0
votes

I have ORC data on HDFS (non partitioned), ~8billion rows, 250GB in size. Iam reading the data in DF, writing the DF without ay transformations using partitionBy ex: df.write.mode("overwrite").partitionBy("some_column").orc("hdfs path")

As i monitored job status in spark UI - the job and stage is getting completed in 20minutes. But "SQL" tab in spark UI is showing 40minutes.

After running the job in debug mode and going through spark log, i realised the tasks writing to "_temporary" are getting completed in 20minutes.

After that, the merge of "_temporary" to the actual output path is taking 20minutes.

So my question is, is Driver process merging the data from "_temporary" to the output path sequntially? Or is it done by executor tasks?
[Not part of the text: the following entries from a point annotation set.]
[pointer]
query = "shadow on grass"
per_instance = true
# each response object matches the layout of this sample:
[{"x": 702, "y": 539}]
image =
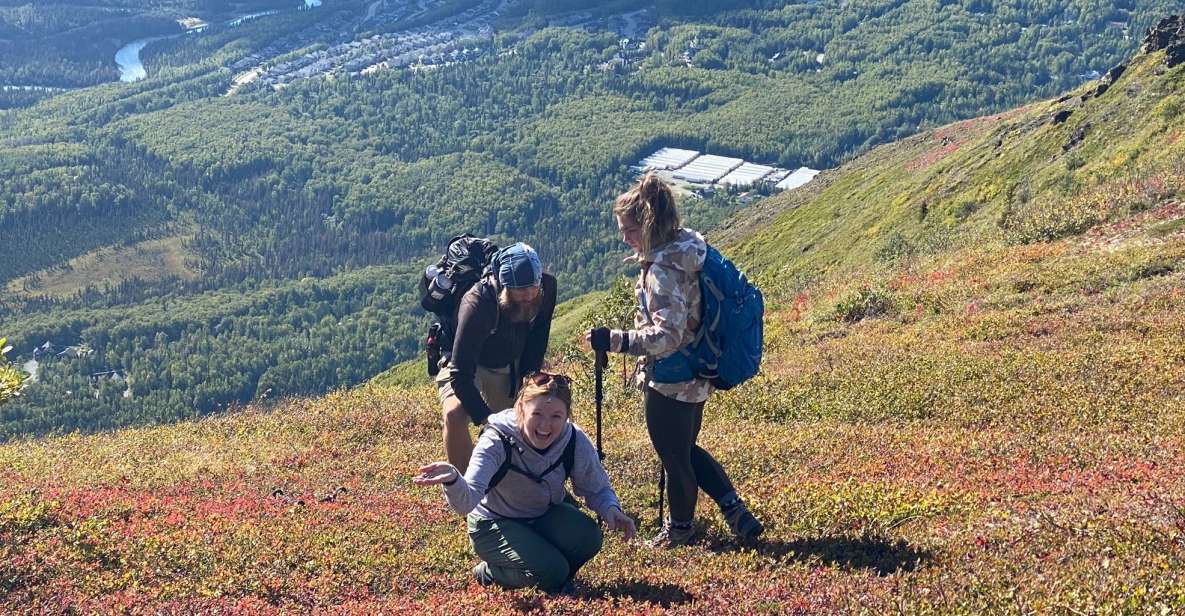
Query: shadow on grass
[
  {"x": 878, "y": 554},
  {"x": 659, "y": 595}
]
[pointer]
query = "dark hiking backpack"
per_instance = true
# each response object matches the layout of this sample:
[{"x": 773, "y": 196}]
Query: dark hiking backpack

Is there anything i can do to improve the performance?

1
Try to use repartition for more parallel execution - Srinivas
I always wonder how slow is quantified? ORC format needs to be built, writing is higher than depositing a plain old text file. repartition, but what is your concurrency now? - thebluephantom
i ran with 20 executors with 8 cores, so ~160 tasks. my slowness question is more on merging "_temporary" to final output path. - Chari
if you use repartition .. mostly merging files will be skipped because each executor will write one file in partition directory. say if you use repartition(10), 10 files will be written to partition directory. - Srinivas

1 Answers

1
votes

You may want to check spark.hadoop.mapreduce.fileoutputcommitter.algorithm.version option in your app's config. With version 1, driver does commit temp. files sequentially, which has been known to create a bottleneck. But franky, people usually observe this problem only on a much larger number of files than in your case. Depending on the version of Spark, you may be able to set commit version to 2, see SPARK-20107 for details.

On a separate note, having 8 cores per executor is not recommended as it might saturate disk IO when all 8 tasks are writing output at once.